A few years ago, I led a Bible study through the Book of Job. Even though I knew the story, a part of me still waited for things to turn out right. By right, I don’t mean the so-called happy ending to the book, when Job gets a new life, new children, and new wealth. I mean God showing up and explaining to Job that the unimaginable suffering that he endured was the result of a wager—a Trading Places sort of bet between God and Satan. We finished the book and, of course, never got that answer.
This Sunday, we read some of the opening words of Job, and we encounter the setup to Job’s catastrophe: “The Lord said to Satan, ‘Have you considered my servant Job? There is no one like him on the earth, a blameless and upright man who fears God and turns away from evil.” It does not make sense to think of God as one who brags, but that sounds a little like bragging. It sounds like God is itching for a fight, for a gamble with the devil. Satan hears the implicit challenge in God’s words and pushes back: “Skin for skin! All that people have they will give to save their lives. But stretch out your hand now and touch his bone and his flesh, and he will curse you to your face.” And God gives Satan permission to bring the suffering to his own body.
This is actually the second time God let Satan have his way with Job. In the first exchange in Chapter 1, Satan was allowed to take Job’s children and his property. This time, the attack comes to his person. And the point of it all is expressed in the last verses of Sunday’s reading: “Then his wife said to him, ‘Do you still persist in your integrity? Curse God, and die.’ But he said to her, ‘You speak as any foolish [person] would speak. Shall we receive the good at the hand of God, and not receive the bad?’ In all this Job did not sin with his lips.” Job’s wife says what any reasonable, rational person would say. This is too much. You were always a good person, and what has it gotten you? Give up…on God, on life. But Job says no.
Job isn’t only presented to us as a paragon of faith. He is also presented to us as a paragon of suffering. His righteousness was unsurpassed, and his suffering is unparalleled. Sometimes bad things happen to good people, and the wager between God and Satan is supposed to be as infuriating to us as inexplicable tragedy.
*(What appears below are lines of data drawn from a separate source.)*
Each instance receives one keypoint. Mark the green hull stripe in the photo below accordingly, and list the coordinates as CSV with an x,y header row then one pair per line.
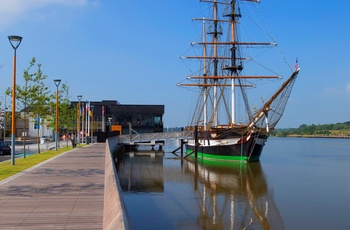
x,y
218,157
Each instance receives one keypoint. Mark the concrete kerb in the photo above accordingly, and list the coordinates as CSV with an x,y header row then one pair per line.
x,y
114,212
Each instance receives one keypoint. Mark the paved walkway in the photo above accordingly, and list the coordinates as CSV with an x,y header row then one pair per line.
x,y
66,192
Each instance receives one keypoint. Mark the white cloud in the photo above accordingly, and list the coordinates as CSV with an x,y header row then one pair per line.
x,y
12,11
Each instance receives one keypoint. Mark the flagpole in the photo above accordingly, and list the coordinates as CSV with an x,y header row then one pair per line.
x,y
88,114
82,123
86,120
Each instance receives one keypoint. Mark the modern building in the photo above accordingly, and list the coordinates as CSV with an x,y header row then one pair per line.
x,y
104,116
108,113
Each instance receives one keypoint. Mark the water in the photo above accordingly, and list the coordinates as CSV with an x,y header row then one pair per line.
x,y
298,184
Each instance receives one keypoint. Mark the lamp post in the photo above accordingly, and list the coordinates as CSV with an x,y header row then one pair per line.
x,y
92,122
78,126
15,41
57,83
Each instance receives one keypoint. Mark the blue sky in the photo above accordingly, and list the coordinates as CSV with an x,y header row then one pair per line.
x,y
129,51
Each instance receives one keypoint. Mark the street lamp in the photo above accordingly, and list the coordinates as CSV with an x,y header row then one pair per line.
x,y
15,41
78,126
57,83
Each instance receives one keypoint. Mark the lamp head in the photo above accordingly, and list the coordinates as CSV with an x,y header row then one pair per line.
x,y
57,82
15,41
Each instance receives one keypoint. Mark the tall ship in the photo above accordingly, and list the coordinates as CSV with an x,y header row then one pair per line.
x,y
231,120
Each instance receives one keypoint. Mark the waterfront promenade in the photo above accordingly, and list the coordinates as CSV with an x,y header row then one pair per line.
x,y
65,192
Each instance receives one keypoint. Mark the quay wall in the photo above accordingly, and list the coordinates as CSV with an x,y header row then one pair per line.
x,y
114,212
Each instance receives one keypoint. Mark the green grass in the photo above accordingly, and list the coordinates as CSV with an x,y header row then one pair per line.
x,y
21,164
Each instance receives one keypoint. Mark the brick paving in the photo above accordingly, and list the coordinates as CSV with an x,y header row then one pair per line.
x,y
65,192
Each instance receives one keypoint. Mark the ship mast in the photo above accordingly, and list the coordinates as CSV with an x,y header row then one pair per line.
x,y
235,68
215,61
205,89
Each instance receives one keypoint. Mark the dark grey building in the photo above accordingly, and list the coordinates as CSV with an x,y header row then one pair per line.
x,y
106,113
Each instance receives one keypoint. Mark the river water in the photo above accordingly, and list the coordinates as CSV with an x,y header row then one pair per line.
x,y
299,183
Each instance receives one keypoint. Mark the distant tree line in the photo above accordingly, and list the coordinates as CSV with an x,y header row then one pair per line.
x,y
326,129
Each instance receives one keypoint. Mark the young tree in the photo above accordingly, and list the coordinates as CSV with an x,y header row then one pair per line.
x,y
34,96
67,113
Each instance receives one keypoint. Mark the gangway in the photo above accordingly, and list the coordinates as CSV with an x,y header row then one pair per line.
x,y
153,137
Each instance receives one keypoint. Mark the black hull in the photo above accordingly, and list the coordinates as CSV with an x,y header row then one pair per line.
x,y
247,151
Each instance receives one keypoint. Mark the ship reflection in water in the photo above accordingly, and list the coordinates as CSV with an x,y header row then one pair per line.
x,y
161,192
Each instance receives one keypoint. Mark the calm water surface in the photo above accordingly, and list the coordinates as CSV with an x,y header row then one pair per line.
x,y
298,184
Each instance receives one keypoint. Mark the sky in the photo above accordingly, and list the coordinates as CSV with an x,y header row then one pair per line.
x,y
129,51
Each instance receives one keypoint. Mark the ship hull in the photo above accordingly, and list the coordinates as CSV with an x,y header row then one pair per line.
x,y
246,148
It is empty. It is meaningless. It didn’t happen that way, but it might as well have. We don’t get answers, and any attempt to provide an answer—God has abandoned you or God is making a bet with Satan or you must have done something to deserve this—comes up short. You can’t finish Job and be satisfied, and you can’t go through life’s inexplicable sufferings and look for a satisfactory answer.
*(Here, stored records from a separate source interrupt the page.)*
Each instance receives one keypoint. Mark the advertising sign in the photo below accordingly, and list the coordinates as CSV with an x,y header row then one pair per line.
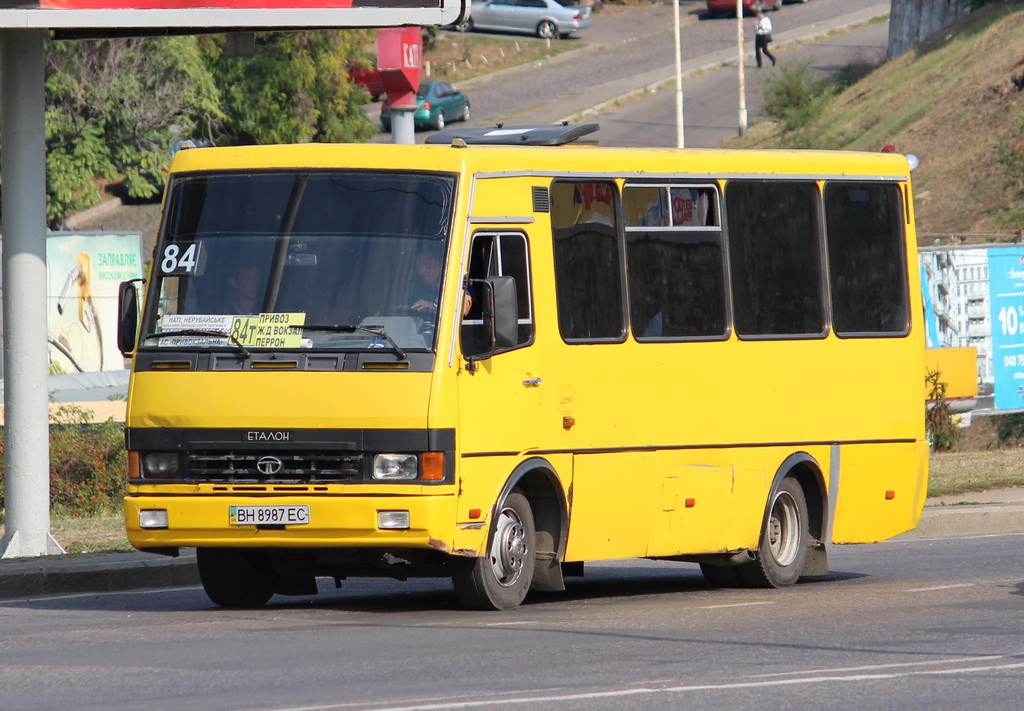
x,y
83,274
1006,274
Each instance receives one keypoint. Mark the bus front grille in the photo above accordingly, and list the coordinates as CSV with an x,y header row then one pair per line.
x,y
274,467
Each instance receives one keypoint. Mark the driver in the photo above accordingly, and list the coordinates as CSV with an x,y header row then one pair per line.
x,y
428,286
428,283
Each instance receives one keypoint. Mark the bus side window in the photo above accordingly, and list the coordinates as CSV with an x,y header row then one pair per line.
x,y
497,255
864,228
588,260
775,257
676,261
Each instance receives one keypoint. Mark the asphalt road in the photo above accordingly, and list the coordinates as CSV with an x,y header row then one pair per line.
x,y
626,47
908,624
711,101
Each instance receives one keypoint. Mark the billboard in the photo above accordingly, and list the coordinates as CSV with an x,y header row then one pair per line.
x,y
83,273
226,14
1006,278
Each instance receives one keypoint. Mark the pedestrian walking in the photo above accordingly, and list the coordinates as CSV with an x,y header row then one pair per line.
x,y
762,36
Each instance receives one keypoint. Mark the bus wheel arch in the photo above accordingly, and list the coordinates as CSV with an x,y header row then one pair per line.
x,y
792,543
501,579
530,510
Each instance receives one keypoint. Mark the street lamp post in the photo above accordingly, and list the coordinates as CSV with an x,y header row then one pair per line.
x,y
680,140
739,64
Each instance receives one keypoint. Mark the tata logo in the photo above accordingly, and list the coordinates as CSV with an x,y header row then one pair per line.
x,y
267,435
269,465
This may be the most difficult lesson in life and, accordingly, the most difficult lesson of faith. God is all-powerful and all-good, but we are still subject to terrible and undeserved tragedies. We want to make sense of that. We need to explain it, but those explanations don’t come. They can’t be found. Some understandably take Job’s wife’s advice: curse God and die. I don’t fault them for it, but I doubt the result is any more satisfactory, though perhaps easier to live with. Instead, we are asked to look for God even in the midst of our pain. We are asked to believe that God is with us through our suffering—not that God causes our suffering to test us but that God is lovingly present in the middle of it. When we are at our worst moment, God is still with us even if we cannot see God, even if God does not give us the answers that we seek. That is true faith. Job’s relationship with God is pushed to the breaking point, but his emblematic faithfulness is embodied in his refusal to give up on God even when God seems to have disappeared.